Da un’elaborazione effettuata dall’Ufficio studi della Cgia su Banca dati Reprint del Politecnico di Milano e dell’Ice, emerge che non si ferma l’ondata di delocalizzazioni da parte di aziende italiane.
Il fenomeno ha visto fra 2009 e 2015 un aumento del numero delle partecipazioni all’estero delle imprese italiane pari al 12,7%, passando dalle 31.672 unità verso la fine del decennio scorso a quota 35.684.
La ricerca mostra come nel periodo preso in esame il numero di occupati all’estero alle dipendenze di imprese a partecipazione italiana è diminuito del 2,9% (una contrazione di circa 50.000 unità).
Il fatturato è aumentato dell’8,3% e fa registrare un incremento del giro di affari di oltre 40 miliardi di euro, toccando nel 2015 i 520,8 miliardi di ricavi per le imprese straniere controllate da aziende italiane.
Le aziende del settore del commercio , con oltre 14.400 (pari al 40,5% del totale) dei 35.684 casi registrati nel 2015, sono costituite da filiali e joint venture commerciali di imprese, l’altro settore più interessato è quello manifatturiero che ha coinvolto oltre 8.200 attività (pari al 23,1% del totale): soprattutto le produttrici di macchinari, apparecchiature meccaniche, metallurgiche e prodotti in metallo.
A eccezione della Romania (2.353), dei paesi dell’Est, nelle primissime posizioni i rapporti commerciali sono fortissimi con le economie più avanzate al mondo , Stati Uniti 3.300, Francia (2.551 casi), Spagna (2.251) Germania (2.228), Regno Unito (1.991) e Cina (1.698).
Il coordinatore dell’Ufficio studi Cgia, Paolo Zabeo dichiara che non ci sono statistiche complete in grado di fotografare con precisione il fenomeno della delocalizzazione produttiva, ma sono in grado di misurare gli investimenti delle aziende italiane nel capitale di imprese straniere ubicate all’estero. Un risultato, come dimostrano i dati riportati in seguito, che non sempre dà luogo ad effetti negativi per la nostra economia.

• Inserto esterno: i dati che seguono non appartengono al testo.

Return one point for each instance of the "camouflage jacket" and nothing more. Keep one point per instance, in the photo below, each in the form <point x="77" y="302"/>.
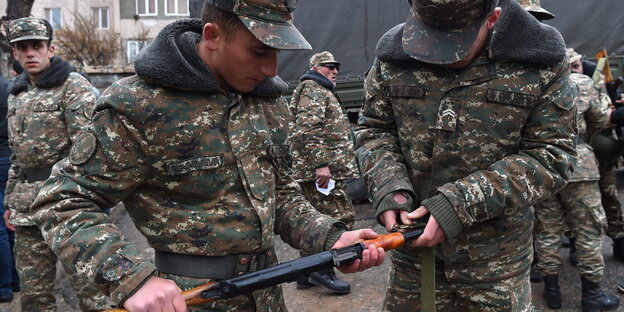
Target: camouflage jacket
<point x="489" y="140"/>
<point x="43" y="121"/>
<point x="592" y="116"/>
<point x="320" y="132"/>
<point x="200" y="171"/>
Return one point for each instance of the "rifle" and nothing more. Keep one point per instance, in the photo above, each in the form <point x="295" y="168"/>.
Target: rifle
<point x="289" y="271"/>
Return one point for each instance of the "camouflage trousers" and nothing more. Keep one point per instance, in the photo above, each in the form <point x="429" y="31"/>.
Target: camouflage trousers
<point x="610" y="202"/>
<point x="578" y="205"/>
<point x="403" y="291"/>
<point x="36" y="265"/>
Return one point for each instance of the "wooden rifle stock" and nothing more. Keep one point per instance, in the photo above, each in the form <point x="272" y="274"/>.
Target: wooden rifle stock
<point x="388" y="241"/>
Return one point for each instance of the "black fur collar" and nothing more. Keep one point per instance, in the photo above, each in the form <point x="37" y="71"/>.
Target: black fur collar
<point x="318" y="77"/>
<point x="517" y="37"/>
<point x="172" y="60"/>
<point x="53" y="76"/>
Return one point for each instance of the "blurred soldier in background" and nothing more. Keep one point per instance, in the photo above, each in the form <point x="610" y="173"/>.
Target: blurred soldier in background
<point x="49" y="103"/>
<point x="579" y="205"/>
<point x="322" y="148"/>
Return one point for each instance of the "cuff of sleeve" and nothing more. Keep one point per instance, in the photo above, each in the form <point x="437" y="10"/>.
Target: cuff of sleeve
<point x="333" y="235"/>
<point x="132" y="282"/>
<point x="441" y="209"/>
<point x="388" y="203"/>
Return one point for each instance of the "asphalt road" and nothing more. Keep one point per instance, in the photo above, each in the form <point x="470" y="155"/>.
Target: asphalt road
<point x="368" y="288"/>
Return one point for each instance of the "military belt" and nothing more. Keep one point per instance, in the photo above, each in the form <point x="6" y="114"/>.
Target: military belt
<point x="34" y="174"/>
<point x="210" y="267"/>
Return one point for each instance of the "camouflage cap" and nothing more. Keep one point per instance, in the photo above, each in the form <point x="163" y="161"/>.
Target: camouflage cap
<point x="443" y="31"/>
<point x="28" y="28"/>
<point x="572" y="55"/>
<point x="268" y="20"/>
<point x="533" y="6"/>
<point x="324" y="57"/>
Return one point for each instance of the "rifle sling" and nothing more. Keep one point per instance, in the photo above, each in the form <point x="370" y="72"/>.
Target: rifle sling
<point x="211" y="267"/>
<point x="427" y="283"/>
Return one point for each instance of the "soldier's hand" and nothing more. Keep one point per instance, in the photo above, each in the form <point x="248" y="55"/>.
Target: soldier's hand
<point x="157" y="294"/>
<point x="372" y="256"/>
<point x="433" y="233"/>
<point x="322" y="176"/>
<point x="391" y="217"/>
<point x="6" y="216"/>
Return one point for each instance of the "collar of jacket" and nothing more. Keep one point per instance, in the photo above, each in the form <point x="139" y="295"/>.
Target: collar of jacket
<point x="318" y="77"/>
<point x="53" y="76"/>
<point x="172" y="60"/>
<point x="517" y="37"/>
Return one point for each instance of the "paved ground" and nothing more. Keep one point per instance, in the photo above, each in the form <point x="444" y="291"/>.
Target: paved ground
<point x="368" y="288"/>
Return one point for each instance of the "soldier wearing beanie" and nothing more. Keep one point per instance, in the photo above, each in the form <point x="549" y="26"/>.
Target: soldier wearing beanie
<point x="49" y="104"/>
<point x="322" y="149"/>
<point x="467" y="122"/>
<point x="196" y="146"/>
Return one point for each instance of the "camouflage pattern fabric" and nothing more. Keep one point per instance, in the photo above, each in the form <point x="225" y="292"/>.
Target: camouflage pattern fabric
<point x="199" y="173"/>
<point x="28" y="28"/>
<point x="512" y="294"/>
<point x="42" y="124"/>
<point x="578" y="204"/>
<point x="492" y="138"/>
<point x="36" y="264"/>
<point x="610" y="201"/>
<point x="592" y="116"/>
<point x="271" y="21"/>
<point x="336" y="205"/>
<point x="320" y="134"/>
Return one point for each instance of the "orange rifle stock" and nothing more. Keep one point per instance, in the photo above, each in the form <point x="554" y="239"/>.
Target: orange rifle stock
<point x="288" y="271"/>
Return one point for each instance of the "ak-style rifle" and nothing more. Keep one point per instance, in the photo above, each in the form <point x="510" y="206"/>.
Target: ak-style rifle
<point x="289" y="271"/>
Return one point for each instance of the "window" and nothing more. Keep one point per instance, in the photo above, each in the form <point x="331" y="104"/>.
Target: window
<point x="176" y="7"/>
<point x="100" y="17"/>
<point x="133" y="48"/>
<point x="146" y="7"/>
<point x="53" y="15"/>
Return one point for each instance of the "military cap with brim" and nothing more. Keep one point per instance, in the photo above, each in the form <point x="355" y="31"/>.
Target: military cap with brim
<point x="28" y="28"/>
<point x="270" y="21"/>
<point x="443" y="31"/>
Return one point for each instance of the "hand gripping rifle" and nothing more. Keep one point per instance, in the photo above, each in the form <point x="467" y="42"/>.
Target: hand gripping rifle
<point x="289" y="271"/>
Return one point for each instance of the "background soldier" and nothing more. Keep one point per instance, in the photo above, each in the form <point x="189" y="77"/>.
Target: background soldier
<point x="472" y="120"/>
<point x="48" y="105"/>
<point x="322" y="148"/>
<point x="579" y="205"/>
<point x="196" y="146"/>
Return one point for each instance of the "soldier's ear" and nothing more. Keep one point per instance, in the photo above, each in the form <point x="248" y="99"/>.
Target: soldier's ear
<point x="211" y="35"/>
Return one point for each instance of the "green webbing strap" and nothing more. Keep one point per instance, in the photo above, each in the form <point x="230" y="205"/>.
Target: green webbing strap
<point x="427" y="282"/>
<point x="599" y="68"/>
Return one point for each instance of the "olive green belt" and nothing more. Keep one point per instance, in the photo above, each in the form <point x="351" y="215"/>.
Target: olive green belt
<point x="34" y="174"/>
<point x="210" y="267"/>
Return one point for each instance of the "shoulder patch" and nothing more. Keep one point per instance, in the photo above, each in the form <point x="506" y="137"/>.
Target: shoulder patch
<point x="83" y="149"/>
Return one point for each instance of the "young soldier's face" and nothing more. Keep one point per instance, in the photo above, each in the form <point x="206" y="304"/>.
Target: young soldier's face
<point x="243" y="61"/>
<point x="33" y="55"/>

Le regioni italiane più interessate agli investimenti all’estero, con quasi il 78% sono riconducibili a imprese italiane delle regioni del Nord Italia che presentano livelli di disoccupazione, quasi, fisiologici e sono considerate, a tutti gli effetti, aree con livelli di industrializzazione tra i più elevati d’Europa”, Lombardia (11.637 partecipazioni), Veneto (5.070), Emilia Romagna (4.989) e Piemonte (3.244) e se la fuga non è dettata da mere speculazioni di natura opportunistica, le operazioni di internazionalizzazione rafforzano e rendono più competitive le nostre aziende con ricadute positive anche nei territori di provenienza di queste ultime.
La Cgia sottolinea come, negli ultimi anni, a seguito degli effetti della crisi economica, non sono poche le imprese che si sono ri-localizzate in Italia, in Veneto ed Emilia, vanno ricordati i casi Benetton, Bottega Veneta, Fitwell, Geox, Safilo, Piquadro, Wayel, Beghelli, Giesse e Argotractors.